OT: What is a "pro-style" offense these days?

Submitted by AC1997 on November 20th, 2013 at 6:12 PM

Grantland posted a piece today about the decline of running plays in the NFL:

http://www.grantland.com/blog/the-triangle/post/_/id/83202/what-has-happened-to-the-nfls-running-game

 

The primary takeaway I had from the piece is that carries-per-game has dropped to an all-time low in the NFL this season.  Teams are focused on the passing game and are not handing the ball off nearly as much as they used to.  Likewise, the effectiveness even when they do hand the ball off has decreased.  

Reading this makes me wonder what Hoke or Borges view as a "pro-style" offense that emphasizes power running and whether such an offense can be as effective long-term given the advances in all other areas of the game.  A team like Wisconsin may suggest otherwise, but this piece was interesting anyway.  I had hoped that he would offer some better explanations for the decline rather than focusing on individual players - but don't expect any of that here.  Could defenses have adapted or advanced physically enough to limit the effectiveness of running the ball?  Have the rules in the passing game just made it too important to focus on that?  

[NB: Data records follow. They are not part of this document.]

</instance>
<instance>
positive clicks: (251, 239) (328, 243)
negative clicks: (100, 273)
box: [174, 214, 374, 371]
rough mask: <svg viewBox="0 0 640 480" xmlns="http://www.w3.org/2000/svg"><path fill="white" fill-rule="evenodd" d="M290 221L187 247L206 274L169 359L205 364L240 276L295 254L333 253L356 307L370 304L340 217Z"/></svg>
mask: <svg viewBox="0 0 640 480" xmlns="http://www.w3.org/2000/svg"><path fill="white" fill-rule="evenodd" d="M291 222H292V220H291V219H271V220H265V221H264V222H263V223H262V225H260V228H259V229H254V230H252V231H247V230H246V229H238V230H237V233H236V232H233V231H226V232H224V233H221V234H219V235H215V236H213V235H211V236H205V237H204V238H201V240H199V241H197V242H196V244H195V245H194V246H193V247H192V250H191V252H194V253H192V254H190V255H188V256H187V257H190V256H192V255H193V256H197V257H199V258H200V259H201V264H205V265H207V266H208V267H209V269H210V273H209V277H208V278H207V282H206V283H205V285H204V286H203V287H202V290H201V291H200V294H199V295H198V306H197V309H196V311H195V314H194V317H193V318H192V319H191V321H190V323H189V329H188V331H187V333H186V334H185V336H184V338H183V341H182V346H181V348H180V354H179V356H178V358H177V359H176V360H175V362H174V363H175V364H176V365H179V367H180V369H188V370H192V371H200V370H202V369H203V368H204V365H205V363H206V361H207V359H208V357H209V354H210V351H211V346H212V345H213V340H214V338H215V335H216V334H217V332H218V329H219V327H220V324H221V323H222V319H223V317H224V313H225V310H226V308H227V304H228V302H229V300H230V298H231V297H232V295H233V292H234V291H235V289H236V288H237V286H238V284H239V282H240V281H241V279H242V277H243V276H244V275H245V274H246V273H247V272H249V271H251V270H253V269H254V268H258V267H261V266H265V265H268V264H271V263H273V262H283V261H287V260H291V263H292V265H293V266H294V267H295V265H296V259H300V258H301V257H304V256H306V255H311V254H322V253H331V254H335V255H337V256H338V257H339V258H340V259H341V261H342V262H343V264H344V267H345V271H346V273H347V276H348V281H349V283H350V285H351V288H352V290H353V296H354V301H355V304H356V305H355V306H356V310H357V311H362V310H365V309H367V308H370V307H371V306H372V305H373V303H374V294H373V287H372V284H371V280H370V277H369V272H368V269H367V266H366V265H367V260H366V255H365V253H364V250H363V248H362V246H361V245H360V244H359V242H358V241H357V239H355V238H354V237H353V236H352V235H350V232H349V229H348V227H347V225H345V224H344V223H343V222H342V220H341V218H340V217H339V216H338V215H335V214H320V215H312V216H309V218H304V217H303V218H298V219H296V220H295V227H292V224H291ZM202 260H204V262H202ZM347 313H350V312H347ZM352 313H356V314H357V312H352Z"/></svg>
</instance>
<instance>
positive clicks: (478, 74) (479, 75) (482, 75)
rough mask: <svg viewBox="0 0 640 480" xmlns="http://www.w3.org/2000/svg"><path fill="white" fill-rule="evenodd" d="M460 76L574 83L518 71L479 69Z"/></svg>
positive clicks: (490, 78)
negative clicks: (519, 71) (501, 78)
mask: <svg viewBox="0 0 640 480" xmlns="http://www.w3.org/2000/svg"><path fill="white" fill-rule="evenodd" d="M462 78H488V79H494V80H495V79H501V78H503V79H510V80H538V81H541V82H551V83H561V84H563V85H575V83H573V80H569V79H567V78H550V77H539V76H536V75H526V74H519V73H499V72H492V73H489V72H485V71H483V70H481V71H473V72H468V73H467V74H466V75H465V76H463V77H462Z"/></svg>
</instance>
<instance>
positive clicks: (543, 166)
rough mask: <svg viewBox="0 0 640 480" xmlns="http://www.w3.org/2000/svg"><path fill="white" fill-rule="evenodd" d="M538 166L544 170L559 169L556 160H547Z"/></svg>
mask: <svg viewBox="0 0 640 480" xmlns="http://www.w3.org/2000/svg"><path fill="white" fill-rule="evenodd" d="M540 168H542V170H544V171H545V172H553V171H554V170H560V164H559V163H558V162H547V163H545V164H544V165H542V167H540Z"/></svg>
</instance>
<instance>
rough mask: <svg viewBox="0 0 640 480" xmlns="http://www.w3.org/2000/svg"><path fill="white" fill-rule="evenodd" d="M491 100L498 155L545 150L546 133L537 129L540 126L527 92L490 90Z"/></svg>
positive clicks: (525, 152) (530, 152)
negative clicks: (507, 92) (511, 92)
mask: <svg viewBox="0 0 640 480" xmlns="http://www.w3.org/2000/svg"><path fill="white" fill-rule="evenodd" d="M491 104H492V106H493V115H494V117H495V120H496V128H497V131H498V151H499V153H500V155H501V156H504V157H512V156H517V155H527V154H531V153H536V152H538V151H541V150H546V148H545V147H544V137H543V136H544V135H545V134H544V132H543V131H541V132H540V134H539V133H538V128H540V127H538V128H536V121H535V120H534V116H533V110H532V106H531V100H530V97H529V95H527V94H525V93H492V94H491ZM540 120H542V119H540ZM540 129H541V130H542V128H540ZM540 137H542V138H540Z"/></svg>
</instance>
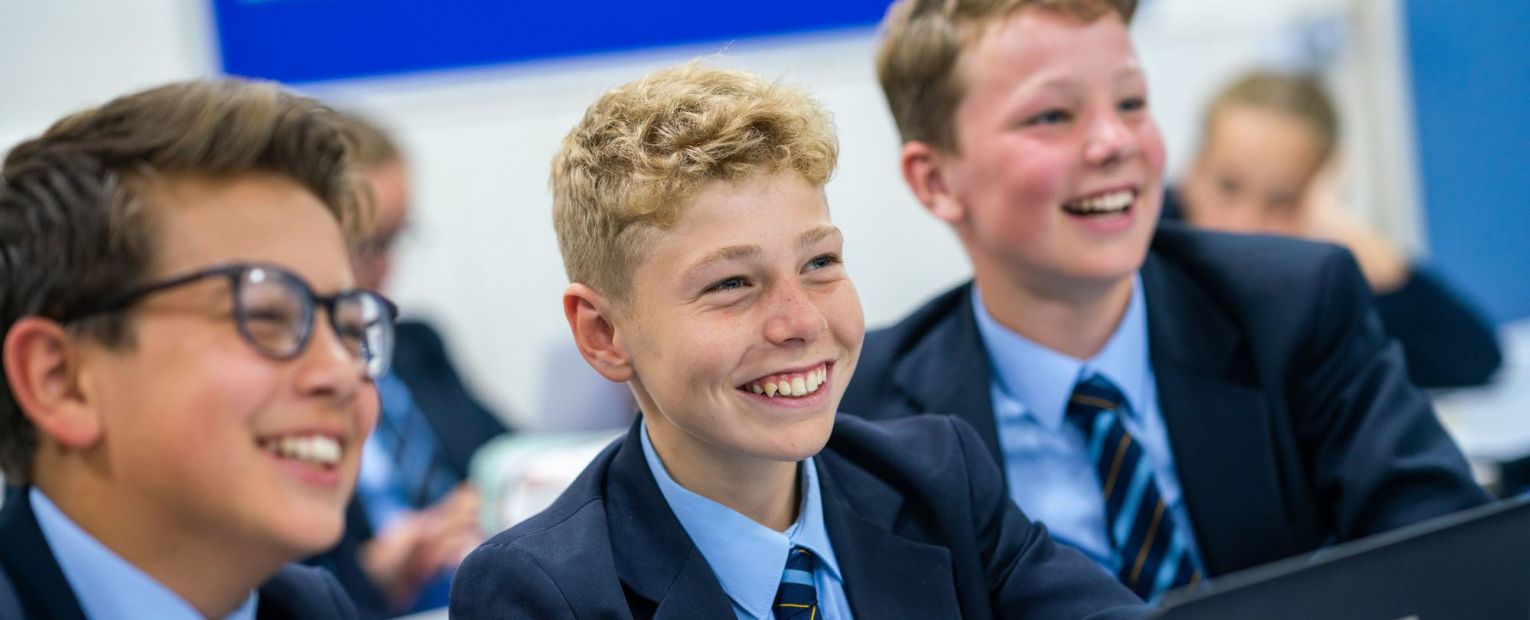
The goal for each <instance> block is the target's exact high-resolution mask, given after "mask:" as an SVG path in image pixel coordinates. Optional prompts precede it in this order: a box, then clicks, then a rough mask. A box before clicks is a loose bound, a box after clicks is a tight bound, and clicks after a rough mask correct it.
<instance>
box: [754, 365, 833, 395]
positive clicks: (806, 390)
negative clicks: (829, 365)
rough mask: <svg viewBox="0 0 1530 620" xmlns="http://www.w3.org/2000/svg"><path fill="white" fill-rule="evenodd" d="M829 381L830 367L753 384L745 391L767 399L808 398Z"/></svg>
mask: <svg viewBox="0 0 1530 620" xmlns="http://www.w3.org/2000/svg"><path fill="white" fill-rule="evenodd" d="M828 380H829V369H828V366H820V367H817V369H814V370H808V372H805V374H800V375H791V377H782V378H779V380H776V381H765V383H751V384H748V386H744V389H747V390H750V392H754V393H760V395H765V396H767V398H776V396H777V395H779V396H806V395H809V393H812V392H817V390H819V387H823V384H825V383H828Z"/></svg>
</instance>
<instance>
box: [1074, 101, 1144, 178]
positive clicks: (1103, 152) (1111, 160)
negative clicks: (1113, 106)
mask: <svg viewBox="0 0 1530 620" xmlns="http://www.w3.org/2000/svg"><path fill="white" fill-rule="evenodd" d="M1086 130H1088V135H1086V136H1085V138H1086V142H1085V147H1083V158H1085V161H1088V162H1089V164H1092V165H1109V164H1117V162H1121V161H1126V159H1131V158H1134V156H1137V135H1135V133H1132V130H1131V127H1126V122H1125V121H1121V118H1120V115H1117V113H1115V112H1114V110H1112V112H1105V113H1099V115H1094V121H1092V122H1091V124H1089V126H1088V129H1086Z"/></svg>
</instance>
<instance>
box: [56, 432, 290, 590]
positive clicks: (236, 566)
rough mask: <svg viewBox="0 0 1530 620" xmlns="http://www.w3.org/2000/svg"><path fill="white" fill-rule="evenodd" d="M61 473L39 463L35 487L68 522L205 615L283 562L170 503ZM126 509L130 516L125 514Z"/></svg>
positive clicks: (59, 467)
mask: <svg viewBox="0 0 1530 620" xmlns="http://www.w3.org/2000/svg"><path fill="white" fill-rule="evenodd" d="M77 465H81V464H78V462H77ZM63 470H64V468H60V467H57V465H44V467H38V470H37V472H38V475H37V476H35V479H34V484H35V485H37V488H38V490H40V491H43V494H46V496H47V499H49V501H52V502H54V505H57V507H58V510H60V511H63V513H64V516H67V517H69V520H73V522H75V525H78V527H80V528H81V530H84V531H86V533H87V534H90V536H92V537H95V539H96V540H98V542H101V545H104V547H106V548H109V550H112V553H115V554H118V556H119V557H122V559H124V560H127V562H129V563H132V565H133V566H136V568H138V569H141V571H144V573H145V574H147V576H150V577H151V579H153V580H156V582H159V583H161V585H164V586H165V588H168V589H170V591H171V592H174V594H176V596H179V597H181V599H182V600H185V602H187V603H190V605H191V606H193V608H196V611H197V612H199V614H202V615H203V617H213V618H217V617H225V615H228V614H231V612H233V611H234V609H237V608H239V605H242V603H243V602H245V599H248V597H249V592H251V591H252V589H256V588H257V586H260V583H262V582H265V580H266V579H268V577H269V576H271V574H274V573H275V571H277V569H278V568H282V565H283V563H286V559H285V556H282V554H280V553H275V551H272V550H271V548H269V545H242V543H240V540H237V539H229V537H228V536H226V534H208V530H207V527H205V525H200V524H188V522H187V519H184V517H177V516H176V514H173V513H174V511H173V510H167V507H162V505H155V502H153V501H145V499H144V498H141V496H133V494H132V493H124V488H122V485H119V484H118V485H113V484H110V481H109V479H103V478H98V476H95V473H96V472H90V473H86V475H69V473H64V472H63ZM43 472H54V473H55V475H46V473H43ZM127 514H132V516H133V517H130V519H124V516H127Z"/></svg>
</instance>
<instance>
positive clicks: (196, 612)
mask: <svg viewBox="0 0 1530 620" xmlns="http://www.w3.org/2000/svg"><path fill="white" fill-rule="evenodd" d="M29 499H31V501H32V513H34V514H35V516H37V525H38V528H40V530H43V539H44V540H47V547H49V548H50V550H52V551H54V559H55V560H58V568H60V569H61V571H63V573H64V579H67V580H69V586H70V588H73V591H75V597H77V599H78V600H80V608H81V609H83V611H84V612H86V617H92V618H113V617H121V615H124V614H127V612H132V614H133V615H141V617H145V618H191V620H200V618H202V614H199V612H197V611H196V608H193V606H191V603H187V602H185V600H184V599H181V597H179V596H177V594H176V592H173V591H170V588H165V586H164V585H162V583H159V582H156V580H155V579H153V577H150V576H148V574H147V573H144V571H141V569H139V568H138V566H133V565H132V563H129V562H127V560H124V559H122V556H118V554H116V553H113V551H112V550H109V548H107V547H106V545H103V543H101V542H99V540H96V539H95V537H93V536H90V534H89V533H86V531H84V530H81V528H80V525H77V524H75V522H73V520H70V519H69V516H66V514H64V513H63V511H61V510H58V507H57V505H54V502H52V501H49V499H47V496H46V494H43V491H40V490H38V488H37V487H32V488H31V491H29ZM259 599H260V596H259V592H254V591H251V592H249V597H248V599H245V602H243V603H242V605H240V606H239V608H237V609H234V612H231V614H228V615H225V620H254V618H256V606H257V605H259Z"/></svg>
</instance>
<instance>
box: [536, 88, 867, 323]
mask: <svg viewBox="0 0 1530 620" xmlns="http://www.w3.org/2000/svg"><path fill="white" fill-rule="evenodd" d="M837 159H838V144H837V141H835V138H834V126H832V121H831V118H829V115H828V112H825V109H823V107H822V106H820V104H819V103H817V101H814V100H812V98H811V96H808V93H806V92H803V90H800V89H796V87H789V86H785V84H780V83H773V81H765V80H762V78H759V77H756V75H751V73H745V72H737V70H725V69H716V67H708V66H704V64H699V63H690V64H685V66H679V67H672V69H664V70H658V72H653V73H649V75H647V77H644V78H641V80H638V81H633V83H629V84H623V86H620V87H617V89H612V90H609V92H606V93H604V95H601V98H600V100H597V101H595V104H594V106H591V107H589V110H586V112H584V118H583V119H581V121H580V122H578V124H577V126H575V127H574V130H571V132H569V133H568V136H565V138H563V145H562V147H560V148H558V153H557V156H554V158H552V175H551V181H549V184H551V187H552V220H554V228H555V230H557V236H558V250H560V251H562V253H563V268H565V269H566V271H568V277H569V280H571V282H580V283H584V285H588V286H591V288H594V289H595V291H597V292H600V294H603V295H607V297H610V299H614V300H618V302H621V300H626V299H627V295H629V294H630V286H632V277H630V276H632V272H633V269H636V266H638V265H640V263H641V260H643V259H644V251H646V250H647V246H649V243H650V240H652V234H650V233H653V231H656V230H666V228H669V227H670V225H673V224H675V220H676V219H678V217H679V216H681V213H684V210H685V207H687V205H688V199H690V197H692V196H693V194H695V193H696V191H698V190H701V187H702V185H705V184H708V182H713V181H725V182H742V181H747V179H750V178H753V176H756V175H759V173H774V171H788V170H789V171H796V173H799V175H802V176H803V178H805V179H806V181H808V182H811V184H812V185H814V187H823V184H826V182H828V179H829V176H831V175H832V173H834V165H835V162H837Z"/></svg>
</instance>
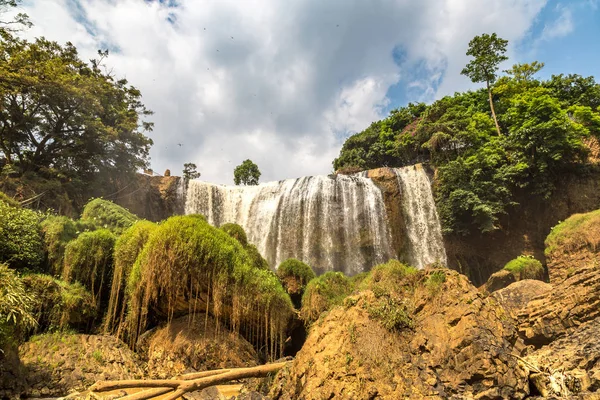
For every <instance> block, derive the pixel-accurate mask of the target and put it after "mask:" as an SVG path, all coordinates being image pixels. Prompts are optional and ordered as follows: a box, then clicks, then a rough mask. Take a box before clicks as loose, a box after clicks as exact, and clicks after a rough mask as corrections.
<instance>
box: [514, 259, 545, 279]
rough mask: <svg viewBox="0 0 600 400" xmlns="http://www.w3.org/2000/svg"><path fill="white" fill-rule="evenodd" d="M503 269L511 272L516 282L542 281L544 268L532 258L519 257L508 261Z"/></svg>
mask: <svg viewBox="0 0 600 400" xmlns="http://www.w3.org/2000/svg"><path fill="white" fill-rule="evenodd" d="M504 269H505V270H507V271H510V272H512V274H513V275H515V278H517V280H523V279H538V280H543V279H544V266H543V265H542V263H541V262H539V261H538V260H536V259H535V258H533V256H519V257H517V258H515V259H514V260H510V261H509V262H508V263H507V264H506V265H505V266H504Z"/></svg>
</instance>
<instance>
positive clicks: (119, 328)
mask: <svg viewBox="0 0 600 400" xmlns="http://www.w3.org/2000/svg"><path fill="white" fill-rule="evenodd" d="M156 227H157V225H156V224H155V223H153V222H150V221H145V220H141V221H138V222H136V223H135V224H133V225H132V226H131V227H130V228H129V229H127V230H126V231H125V232H123V234H122V235H121V236H119V238H118V239H117V242H116V244H115V252H114V273H113V277H112V282H111V293H110V299H109V303H108V310H107V314H106V320H105V324H104V325H105V330H106V331H107V332H111V333H117V336H120V335H121V334H122V333H124V332H123V328H124V322H125V311H126V306H127V303H128V302H129V292H128V291H127V290H126V288H127V282H128V280H129V276H130V274H131V270H132V268H133V265H134V264H135V261H136V260H137V258H138V255H139V254H140V253H141V251H142V249H143V248H144V245H145V244H146V242H147V241H148V238H149V237H150V234H151V233H152V232H153V231H154V230H155V229H156ZM138 279H139V278H138Z"/></svg>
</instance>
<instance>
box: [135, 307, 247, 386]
mask: <svg viewBox="0 0 600 400" xmlns="http://www.w3.org/2000/svg"><path fill="white" fill-rule="evenodd" d="M206 322H207V324H206V328H207V329H205V323H206ZM217 327H218V329H217ZM144 342H145V343H144V345H143V346H142V348H143V352H145V353H146V355H147V358H148V376H149V377H150V378H158V379H168V378H171V377H173V376H175V375H179V374H182V373H187V372H197V371H206V370H212V369H220V368H241V367H253V366H255V365H258V357H257V355H256V352H255V351H254V348H253V347H252V345H251V344H250V343H248V342H247V341H246V340H245V339H244V338H242V337H241V336H240V335H237V334H235V333H231V332H229V331H228V330H227V329H226V328H225V327H223V326H221V325H217V324H216V322H215V320H214V319H213V318H212V317H210V318H209V319H208V320H205V314H201V313H199V314H197V315H196V316H195V318H194V317H192V316H185V317H181V318H178V319H176V320H174V321H172V322H171V323H170V324H167V325H165V326H163V327H161V328H158V329H156V330H155V331H152V332H151V333H149V334H148V335H147V336H146V337H145V338H144Z"/></svg>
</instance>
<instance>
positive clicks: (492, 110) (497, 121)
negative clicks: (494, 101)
mask: <svg viewBox="0 0 600 400" xmlns="http://www.w3.org/2000/svg"><path fill="white" fill-rule="evenodd" d="M486 84H487V88H488V97H489V99H490V109H491V110H492V117H493V118H494V124H496V131H498V136H501V135H502V133H501V132H500V125H498V118H496V111H495V110H494V101H493V100H492V88H490V82H489V81H487V82H486Z"/></svg>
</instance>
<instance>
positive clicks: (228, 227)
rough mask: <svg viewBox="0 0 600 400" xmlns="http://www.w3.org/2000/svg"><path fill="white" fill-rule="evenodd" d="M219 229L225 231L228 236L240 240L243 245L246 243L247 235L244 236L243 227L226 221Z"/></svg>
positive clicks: (243, 245)
mask: <svg viewBox="0 0 600 400" xmlns="http://www.w3.org/2000/svg"><path fill="white" fill-rule="evenodd" d="M219 229H221V230H222V231H223V232H225V233H227V234H228V235H229V236H231V237H232V238H234V239H235V240H237V241H238V242H240V244H241V245H242V246H244V247H245V246H247V245H248V237H247V236H246V232H245V231H244V228H242V227H241V226H240V225H238V224H233V223H227V224H224V225H221V227H220V228H219Z"/></svg>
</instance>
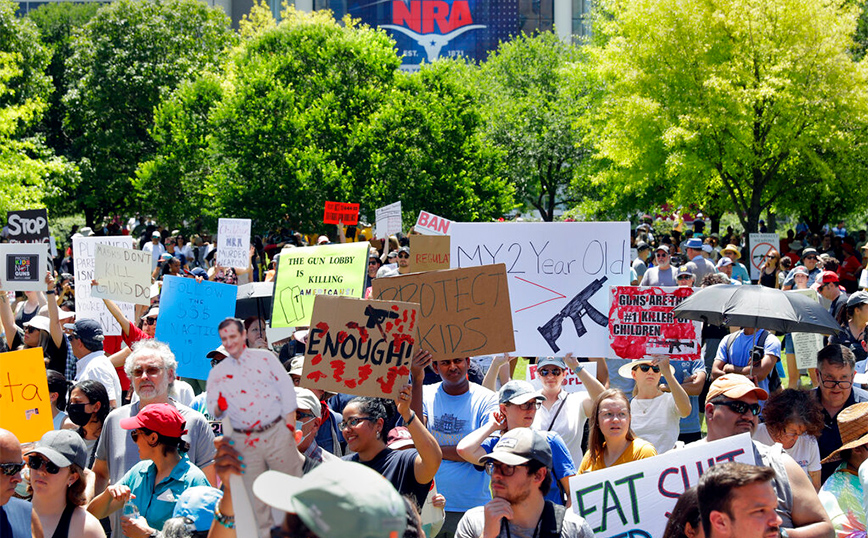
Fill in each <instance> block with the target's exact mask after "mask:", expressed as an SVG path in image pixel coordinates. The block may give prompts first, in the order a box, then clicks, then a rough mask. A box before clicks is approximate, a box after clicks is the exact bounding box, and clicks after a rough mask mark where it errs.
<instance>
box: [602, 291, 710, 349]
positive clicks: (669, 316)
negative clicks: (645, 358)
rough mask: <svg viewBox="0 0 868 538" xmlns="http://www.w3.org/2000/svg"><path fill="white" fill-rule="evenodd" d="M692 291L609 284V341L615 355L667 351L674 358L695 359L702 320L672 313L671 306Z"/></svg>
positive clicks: (691, 294)
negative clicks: (609, 284)
mask: <svg viewBox="0 0 868 538" xmlns="http://www.w3.org/2000/svg"><path fill="white" fill-rule="evenodd" d="M693 291H694V290H693V288H659V287H646V288H640V287H637V286H612V287H611V288H610V293H611V302H610V307H609V345H610V346H611V348H612V352H613V353H614V354H615V357H618V358H621V359H642V358H649V355H669V356H670V359H672V360H677V361H692V360H696V359H698V358H699V350H700V346H701V344H700V336H701V334H702V323H701V322H699V321H690V320H680V319H678V318H676V317H675V316H674V315H672V309H673V308H675V307H676V306H678V305H679V304H681V301H683V300H684V299H686V298H688V297H690V296H691V295H693ZM610 356H611V355H610Z"/></svg>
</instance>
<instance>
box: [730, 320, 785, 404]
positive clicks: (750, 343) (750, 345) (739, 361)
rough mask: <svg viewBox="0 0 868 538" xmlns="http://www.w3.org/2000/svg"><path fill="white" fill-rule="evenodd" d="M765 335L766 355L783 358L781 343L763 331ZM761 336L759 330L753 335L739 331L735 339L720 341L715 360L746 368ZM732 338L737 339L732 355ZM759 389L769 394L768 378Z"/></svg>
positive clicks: (735, 365)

The other interesting note if you bother to read the highlights from all the running backs he discusses is that many of them can at least partially attribute their decline to turnover, injuries, or ineffectiveness within their offensive line.  Sound familiar?  

 

Comments

Farnn

November 20th, 2013 at 6:20 PM ^

The college and pro game are very different in regards to the running game.  Because defenders aren't quite as big or fast you can have very dominant offenses that are very running focused like the RR and Oregon spread offenses.  Even a lot of their passing is short screens that rely on the receiver to make moves after the catch and are similar to a run.  The hits are just too hard and defenders too fast to make it sucessful at the next level but it doesn't mean it won't work in college.  Wisconsin and Stanford are also showing that a power running offense can succeed in college.

Ron Utah

November 21st, 2013 at 4:13 PM ^

Rule changes in the NFL have made the passing game much more beneficial:

  • You really can't touch the receivers after 5 yards - In college, you can be making contact with the player (as long as he is in front of you) until the ball is in the air.
  • QB protection rules - It's tougher to rush the passer in the NFL because of how many protections have been given to QBs.  NFL players have to be more aware of how their momentum may cause a penalty and very careful about where they hit QBs

The best offenses in college are still running the ball very effectively.  Wisconsin, Ohio, Northern Illinois, Oregon, and Auburn lead the nation in YPC and rush for at least 285 YPG.  Those teams don't lose very much.

jshclhn

November 20th, 2013 at 6:25 PM ^

1. Rule changes - why shoot for 100 yards rushing when it's just as easy to get 300 passing (or 400)

2. Partially related, running backs have become more of a commodity.  I can't be for sure as to why, but there doesn't seem to be much separating a first rounder from a mid-round back these days.  For every Adrian Peterson, there's a Trent Richardson.

Gustavo Fring

November 20th, 2013 at 6:47 PM ^

If you want a good pro offense, you can ask Jim Harbaugh, Chip Kelly, or Sean Payton.  All have taken different approaches with a great deal of success (I'll admit it's still early with Chip, but the fact that he has succeeded with Vick and Foles has to count for something). 

UMgradMSUdad

November 20th, 2013 at 6:53 PM ^

I don't watch a ton of pro football, but I did hear some commentators on the radio this morning complaing about the number of PI calls in the NFL and how there are series where teams gain more yardage through PI than through catches.  Running the ball now seems just a means to keep defenses honest and set up the passing game.

phork

November 20th, 2013 at 7:32 PM ^

I think in the NFL if you ain't passin you ain't winning (much).  In college its easy to run a good rushing attack and hold the other team with great defense (Hello MSU).  Stanford and USC are models of this.  And when teams like Oregon go against teams like Stanford, they can't do what they normally do.

Brodie

November 20th, 2013 at 8:05 PM ^

The NFL is evolving, teams are running passing spreads which are still rare in college now. I expect that college will catch up. After guys like Borges retire, probably. That's not to say that the old West Coast offense variant can't still work in college, though. 

People forget that the current "pro-style" (meaning what the Pros called the West Coast offense) is relatively new. Before the late 80's, college football was dominated by the wishbone and the flexbone and three yards and a cloud of dust veer offenses. 

Michigan4Life

November 20th, 2013 at 9:28 PM ^

in terms of offensive innovation.  NFL borrowed ideas from the college rank like Pats from Chip Kelly when he's with Oregon on no huddle offense for example.

If you're talking about the 90s and before it, yes, NFL has been ahead of college, but right now, college has been ahead of NFL. 

Fhshockey112002

November 20th, 2013 at 8:10 PM ^

The hash marks are a main issue. In the NFL it condenses the field and doesn't allow for a lot of runs to a massive open wide side of the field. It's one reason the read option struggles in NFL.